I have this bootstrap:
library(ggplot2)
n <- 30
set.seed(1)
orig_mean <- 1
orig_sd <- 2
X <- rnorm(n, mean = orig_mean, sd = orig_sd)
set.seed(NULL)
Bootstrapping
m_reps <- 20000
boot_means <- c()
boot_vars <- c()
for (i in 1:m_reps) {
current_sample <- sample(X, n, replace = T)
boot_means <- append(boot_means, mean(current_sample))
boot_vars <- append(boot_vars, var(current_sample))
}
boot_means <- as.data.frame(boot_means) #for plotting
boot_vars <- as.data.frame(boot_vars)
The central limit theorem tells us that those bootstrapped means $\bar{x}$ should be $\bar{X} \sim N\left(\mu, \frac{\sigma^2}{n} \right)$. We can see this with the plot of $\bar{X} \sim N\left(1, \frac{2^2}{30} \right)$ on top of the bootstrapped means' histogram:
ggplot(boot_means, aes(x = boot_means)) +
geom_histogram(
aes(y = after_stat(density)), bins = 20, color = "black", fill = "white") +
stat_function(fun = dnorm, args = list(
mean = orig_mean, sd = orig_sd/sqrt(n)))
The bell curve does not precisely line up with the histogram, but it is close.
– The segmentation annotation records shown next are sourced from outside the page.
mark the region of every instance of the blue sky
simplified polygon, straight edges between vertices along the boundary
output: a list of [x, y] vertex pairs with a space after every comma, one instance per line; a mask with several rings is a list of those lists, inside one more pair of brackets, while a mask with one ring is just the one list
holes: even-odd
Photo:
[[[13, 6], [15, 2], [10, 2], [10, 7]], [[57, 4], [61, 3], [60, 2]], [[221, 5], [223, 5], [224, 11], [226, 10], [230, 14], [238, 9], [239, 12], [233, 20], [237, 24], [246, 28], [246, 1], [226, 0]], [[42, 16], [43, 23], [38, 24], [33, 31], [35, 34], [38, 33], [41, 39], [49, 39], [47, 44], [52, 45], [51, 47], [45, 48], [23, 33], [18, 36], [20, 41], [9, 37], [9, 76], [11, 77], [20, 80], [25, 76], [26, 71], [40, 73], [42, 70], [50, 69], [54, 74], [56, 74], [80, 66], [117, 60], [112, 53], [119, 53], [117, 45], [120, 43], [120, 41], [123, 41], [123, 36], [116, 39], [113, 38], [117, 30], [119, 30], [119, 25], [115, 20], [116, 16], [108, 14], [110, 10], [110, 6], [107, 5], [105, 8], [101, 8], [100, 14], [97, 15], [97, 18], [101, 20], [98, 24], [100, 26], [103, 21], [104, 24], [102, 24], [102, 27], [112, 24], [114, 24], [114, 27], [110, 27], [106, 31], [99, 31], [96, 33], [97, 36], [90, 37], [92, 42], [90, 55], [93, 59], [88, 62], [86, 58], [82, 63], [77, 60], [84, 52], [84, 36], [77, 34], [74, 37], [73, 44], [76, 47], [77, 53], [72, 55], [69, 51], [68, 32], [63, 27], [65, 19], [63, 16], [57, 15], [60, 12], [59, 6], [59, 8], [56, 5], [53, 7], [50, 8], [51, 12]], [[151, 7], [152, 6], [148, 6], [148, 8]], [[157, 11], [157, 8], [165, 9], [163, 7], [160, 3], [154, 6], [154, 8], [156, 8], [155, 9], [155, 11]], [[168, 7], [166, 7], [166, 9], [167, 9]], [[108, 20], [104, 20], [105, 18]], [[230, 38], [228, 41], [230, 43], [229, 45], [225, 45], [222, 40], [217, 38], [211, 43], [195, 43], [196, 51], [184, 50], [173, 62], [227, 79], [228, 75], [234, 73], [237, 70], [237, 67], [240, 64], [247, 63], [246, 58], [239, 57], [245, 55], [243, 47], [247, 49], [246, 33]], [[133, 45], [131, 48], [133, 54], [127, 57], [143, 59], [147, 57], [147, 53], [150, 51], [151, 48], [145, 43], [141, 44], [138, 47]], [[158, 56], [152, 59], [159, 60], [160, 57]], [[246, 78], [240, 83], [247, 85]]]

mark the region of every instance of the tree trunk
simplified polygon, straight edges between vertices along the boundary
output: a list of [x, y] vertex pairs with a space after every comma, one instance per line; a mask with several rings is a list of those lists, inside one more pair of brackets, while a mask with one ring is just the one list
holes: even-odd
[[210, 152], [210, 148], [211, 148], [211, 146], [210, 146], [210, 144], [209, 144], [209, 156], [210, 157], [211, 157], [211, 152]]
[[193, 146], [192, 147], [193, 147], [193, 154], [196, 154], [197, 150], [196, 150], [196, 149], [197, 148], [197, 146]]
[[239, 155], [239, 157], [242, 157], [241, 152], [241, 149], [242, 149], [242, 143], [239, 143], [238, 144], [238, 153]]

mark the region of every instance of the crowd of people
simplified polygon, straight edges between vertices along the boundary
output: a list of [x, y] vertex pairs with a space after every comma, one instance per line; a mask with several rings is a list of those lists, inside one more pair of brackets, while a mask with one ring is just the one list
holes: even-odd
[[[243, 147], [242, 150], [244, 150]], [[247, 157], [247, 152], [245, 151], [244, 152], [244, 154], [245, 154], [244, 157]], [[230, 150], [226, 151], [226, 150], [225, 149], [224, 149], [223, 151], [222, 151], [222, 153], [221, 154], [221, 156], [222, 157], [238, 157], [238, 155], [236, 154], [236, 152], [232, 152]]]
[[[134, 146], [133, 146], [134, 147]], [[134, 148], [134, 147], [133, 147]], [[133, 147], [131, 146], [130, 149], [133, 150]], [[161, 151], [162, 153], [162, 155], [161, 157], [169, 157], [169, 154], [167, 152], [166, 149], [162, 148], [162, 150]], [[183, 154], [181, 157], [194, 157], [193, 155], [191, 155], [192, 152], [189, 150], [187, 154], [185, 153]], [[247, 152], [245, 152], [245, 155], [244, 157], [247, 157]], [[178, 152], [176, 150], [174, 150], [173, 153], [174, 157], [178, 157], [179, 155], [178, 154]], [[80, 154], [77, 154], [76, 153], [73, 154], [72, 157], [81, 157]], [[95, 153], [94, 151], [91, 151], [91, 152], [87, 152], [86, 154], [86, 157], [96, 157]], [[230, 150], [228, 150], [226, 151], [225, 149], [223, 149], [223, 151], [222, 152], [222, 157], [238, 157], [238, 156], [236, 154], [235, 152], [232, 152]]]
I would like to do something like this with the variance. The variance histogram is:
ggplot(boot_vars, aes(x = boot_vars)) +
geom_histogram(
bins = 20, color = "black", fill = "white")
This is where I'm stuck. Is that a chi-squared distribution? And how do I set up a "target" curve like I did with the bootstrapped means?
What I'm really looking for is to figure out what the distribution is of bootstrapped variances. From there the coding should be fairly straightforward.